In 2020, there was a deadly virus spreading everywhere. People were losing their jobs. The presidential election was coming up. People of color were being murdered just because of their race. QAnon was tricking even some of the smartest people I knew into believing ridiculous lies.

Christians were hateful. Masks became political. We learned which people in our lives were racist, which was a shock for many. People began worshipping a president and were willing to do pretty much anything to keep him in office.
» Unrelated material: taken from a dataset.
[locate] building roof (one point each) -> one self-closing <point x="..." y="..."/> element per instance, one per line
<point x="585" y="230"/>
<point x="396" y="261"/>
I thought this would be the time when people would rally together (from a distance) to help each other. I hoped that Christians, people like me, would do anything to keep others safe, especially something as simple as wearing a mask. I just knew they would see the idol worship happening and call it out because no president is God. I expected them to see the racism happening in America and fight against it with love and unity.

I was wrong.

Most of the Christians I knew refused to wear masks, even if it meant protecting people around them. Their defense was usually that it wouldn’t keep the person wearing it from getting sick, so there was no point. Aren’t Christians supposed to be selfless like Jesus? Some others said it didn’t help enough and was useless. Isn’t even a small chance still worth it?

I saw the worship of Donald Trump spread more and more. People I loved, respected, and looked up to put a man above God, claiming that he was God’s chosen leader for God’s chosen nation (where is that in the Bible?). A man who couldn’t quote a single Bible verse. A man who treats women horribly. A man who makes fun of people and lies all the time. A man who later incited an attack on the Capitol.

When people talked about a Black man being senselessly murdered by police, I heard things like, “Well, he should have cooperated,” and, “He was on drugs, so he got what he deserved.” And when people rallied together against that kind of injustice, they pretended to suddenly care about COVID only because it benefited them.

When people without jobs or even homes asked for help, they were told, “Sorry, if you don’t work, you don’t get help.” Christians said this to people who had lost their jobs and couldn’t find work because no one was hiring during the pandemic. These are the same Christians who are told in the Bible to care for the less fortunate.

I lost it. I lost my faith in people and, for a while, my faith in God.

I was raised to be like the people who I now saw were on the wrong side. How could I question them when they were all saying the same thing?

But how could this kind of behavior come from a loving God? How were they so easily missing the point?

I dug into my Bible like never before. I read the words of Jesus in a new light. I learned what true love is.

How had I been so brainwashed up to this point? How had I believed so many lies my whole life?

I called people out when they shared a lie on Facebook and provided them with evidence. I told Christians how wrong they were when they went against the teachings of Jesus. I was no longer afraid to go against my family’s beliefs.

I now have no relationship with certain friends and family members. With others, the relationship just isn’t the same. People have judged me, called me names, and made it known that they were disgusted with me. I was genuinely worried about the state of my marriage. I was alone, hurt, and depressed.

I’m just now finally starting to deal with everything I’ve felt for the past two years. I’m still hurt and I still haven’t recovered from my depression. I’m finally in therapy because I couldn’t handle it all anymore.

Most of my relationships haven’t improved any since then. It’s sometimes still difficult to be around most of my family. I feel like I can’t be myself around everyone. I no longer feel free to voice my opinions (although I sure have to listen to theirs) because I know it will start an argument. Just the fact that I’m no longer a Republican (not that I’m a Democrat either) seems to be too much for some people.

But it’s worth it.

I know Jesus.

I know the truth.

Jesus was love in human form. He was compassionate and kind. He broke barriers and did the unexpected. He loved sinners without judgment. He loved God and people more than the law. He didn’t care about fitting in, and He wasn’t afraid of standing alone.

Jesus is my example. I’ll take the consequences of that any day.